Se na tribo Água Boa, em Santa Helena de Minas, a falta de liderança é um estímulo ao alcoolismo, na vizinha Vila Nova, localizada em Bertópolis, a mão de ferro do cacique Guigui Maxakali tem colaborado para reduzir o problema. Do alto de seu 1,50 metro de altura, o cacique organizou as casas em torno de sua própria residência, e controla quem bebe.

Os que chegam à tribo visivelmente alcoolizados são obrigados a dormirem no mato, e submetidos a humilhações públicas, dependendo do grau de embriaguez. As punições vão desde repreensão verbal a prisão domiciliar e até a permanência do infrator amarrado em um tronco no centro da tribo, por até dois dias.

"Aqui não tem isso. Não tem cachaça aqui dentro", garante o cacique, que aproveitou a presença do Ministério Público Federal para reclamar da condição da água e da falta de material de limpeza para três banheiros químicos, instalados pela Funasa na tribo há menos de um mês. Os banheiros foram uma medida provisória para melhorar as condições sanitárias da tribo. Depois de duas semanas, o cacique, irritado com o mau-cheiro, proibiu o uso dos banheiros químicos. "Eles não dão produto de limpeza, nem mandam ninguém limpar", reclamou. Segundo o geógrafo e técnico administrativo do MPF Guilherme Batista Corrêa, o cacique, eleito pela tribo por critérios culturais e irmão do pajé, tem as prerrogativas para exercer o poder e fazer valer as leis determinadas por ele próprio.
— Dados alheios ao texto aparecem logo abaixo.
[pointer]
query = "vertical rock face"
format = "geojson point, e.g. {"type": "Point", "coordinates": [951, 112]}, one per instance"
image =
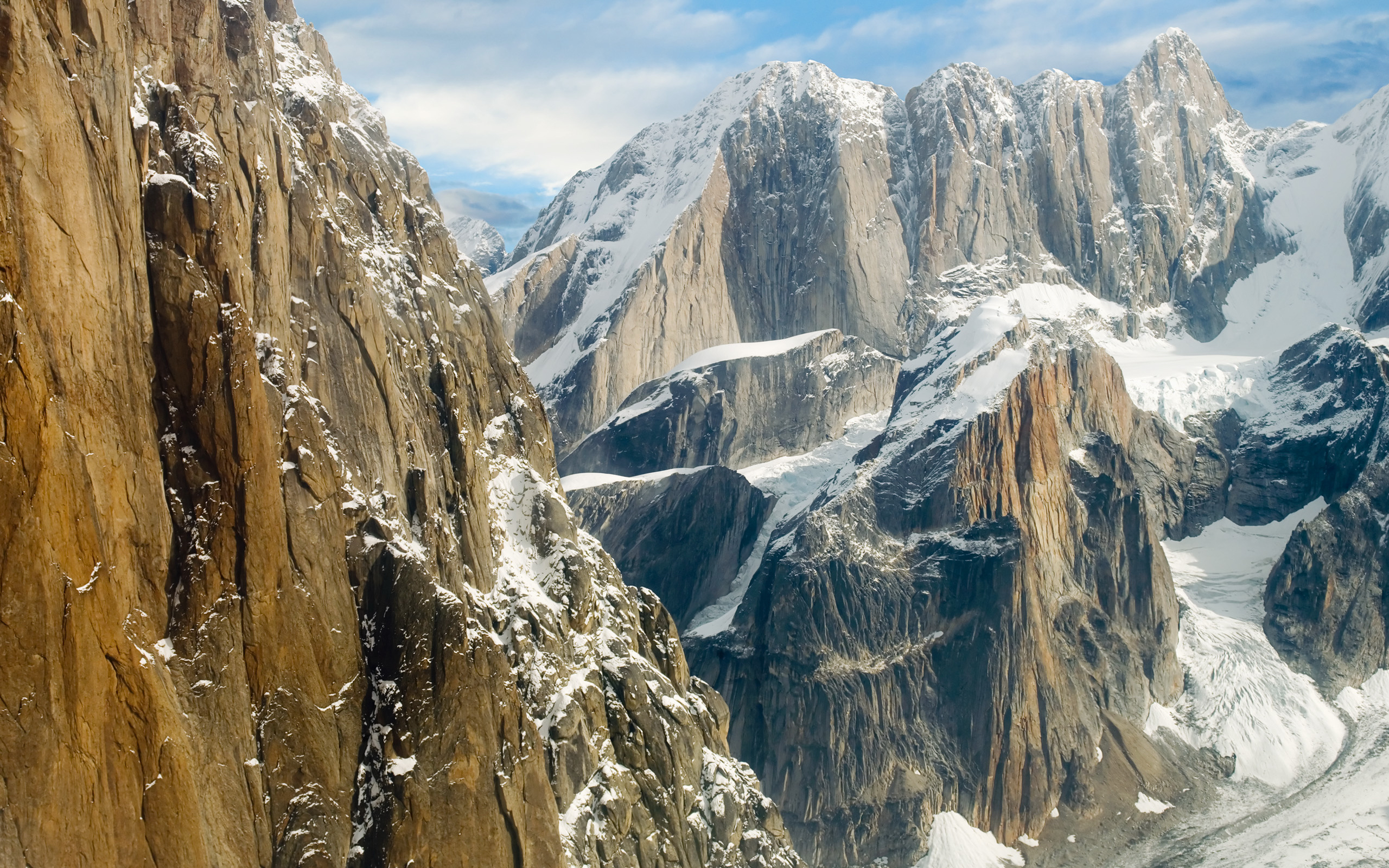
{"type": "Point", "coordinates": [1327, 603]}
{"type": "Point", "coordinates": [741, 405]}
{"type": "Point", "coordinates": [946, 627]}
{"type": "Point", "coordinates": [732, 261]}
{"type": "Point", "coordinates": [1367, 209]}
{"type": "Point", "coordinates": [1308, 434]}
{"type": "Point", "coordinates": [792, 200]}
{"type": "Point", "coordinates": [1135, 192]}
{"type": "Point", "coordinates": [288, 576]}
{"type": "Point", "coordinates": [683, 535]}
Um repórter maxacali com curso em BH

Enquanto o HOJE EM DIA visitava e fotografava a aldeia Vila Nova, uma câmera filmadora seguia a reportagem, assim como os representantes do MPF, das prefeituras e da Funasa que passavam pela aldeia. O "câmera man" é João Duro Maxakali, que apesar de apenas arranhar o português, conta que passou por um curso com cineastas de Belo Horizonte, no ano passado. Desde então, criou o hábito de filmar e registrar em DVD os principais fatos da aldeia. No final do dia, os cerca de 600 moradores da tribo se reúnem em volta da TV - a aldeia conta com gerador elétrico - e assistem ao que viram durante a jornada. "A gente vê e conversa sobre o que aconteceu", conta João Duro.